On 23/08/2011 21:55, Chris Maynard wrote:
> Andreas <AndreasSander1@...> writes:
>
>> Am 23.08.2011 22:30, schrieb Chris Maynard:
>>> Andreas<AndreasSander1@...> writes:
>>>
>>>> Yes, I tried. I need only libwireshark. That's why I reduced the make
>>>> targets to build. But, alas, I get exactly the same result, when I
>>>> "nmake all".
>>> Can you verify that MSVC_VARIANT is set correctly in config.nmake?
>> MSVC_VARIANT=MSVC2008 matches with my compiler.
> Just to be sure, you might try another:
> nmake distclean
> nmake all
> [fail]
> nmake all (again)
>
> If you still don't progress any further and can live w/out zlib support
> temporarily just so you can get on with the rest of your work, you could try
> commenting out ZLIB_DIR in config.nmake. Also, you may want to recheck that you
> followed all steps in the developer's guide:
> http://www.wireshark.org/docs/wsdg_html_chunked/ChSetupWin32.html
>
> One other thing that *might* be a problem (whether it's related or not, I don't
> know) is that you have python 2.7 installed and the notes in config.nmake
> indicate the following:
>
> # NOTE: The Python library must have been compiled with the same
> # compiler (MSVC_VARIANT) as Wireshark.
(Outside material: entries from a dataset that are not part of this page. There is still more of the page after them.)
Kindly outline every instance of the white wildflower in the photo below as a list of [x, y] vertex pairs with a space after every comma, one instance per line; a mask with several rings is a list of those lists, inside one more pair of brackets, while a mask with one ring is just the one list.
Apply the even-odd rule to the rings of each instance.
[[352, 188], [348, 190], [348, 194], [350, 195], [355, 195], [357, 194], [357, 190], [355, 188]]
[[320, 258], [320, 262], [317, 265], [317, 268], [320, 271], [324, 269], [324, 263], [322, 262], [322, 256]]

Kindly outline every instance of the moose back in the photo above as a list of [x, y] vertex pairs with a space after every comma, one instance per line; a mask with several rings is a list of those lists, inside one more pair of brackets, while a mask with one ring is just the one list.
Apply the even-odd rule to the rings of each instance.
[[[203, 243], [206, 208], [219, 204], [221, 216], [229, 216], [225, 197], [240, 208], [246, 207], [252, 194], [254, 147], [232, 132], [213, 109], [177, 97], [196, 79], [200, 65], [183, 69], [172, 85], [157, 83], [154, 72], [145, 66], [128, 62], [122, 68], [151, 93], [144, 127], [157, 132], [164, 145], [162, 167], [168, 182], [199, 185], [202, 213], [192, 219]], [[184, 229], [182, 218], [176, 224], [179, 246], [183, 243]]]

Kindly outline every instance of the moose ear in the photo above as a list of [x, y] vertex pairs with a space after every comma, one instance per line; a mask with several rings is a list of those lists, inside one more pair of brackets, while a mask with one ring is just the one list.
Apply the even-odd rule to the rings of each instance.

Known python.org Python
> # CRT versions:
> #
> # Python version CRT (32-bit) CRT (64-bit)
> # 2.4.4 7.1 ?
> # 2.6.1 9.0 ?
> # 2.6.2 9.0
>
> ... so this tells me you should probably be using 2.6.1 or 2.6.2.
>
Using the corresponding versions of Python and MSVC is only important when you
are including the python interpreter support within Wireshark, i.e.
PYTHON_EMBED is defined.
The reason for this, along with the reason for rebuilding zlib rather than
using the pre-built DLL is that a process shouldn't use components (the exe
and any DLL's or libraries) that use a different CRT as memory allocations are
not transportable across CRT's.
To ensure consistency we rebuild zlib as it isn't too hard to do, but is far
to hard for the python interpreter.
When just using Python as a build tool the version doesn't matter, although
there was an issue reported yesterday when using Python 3.2.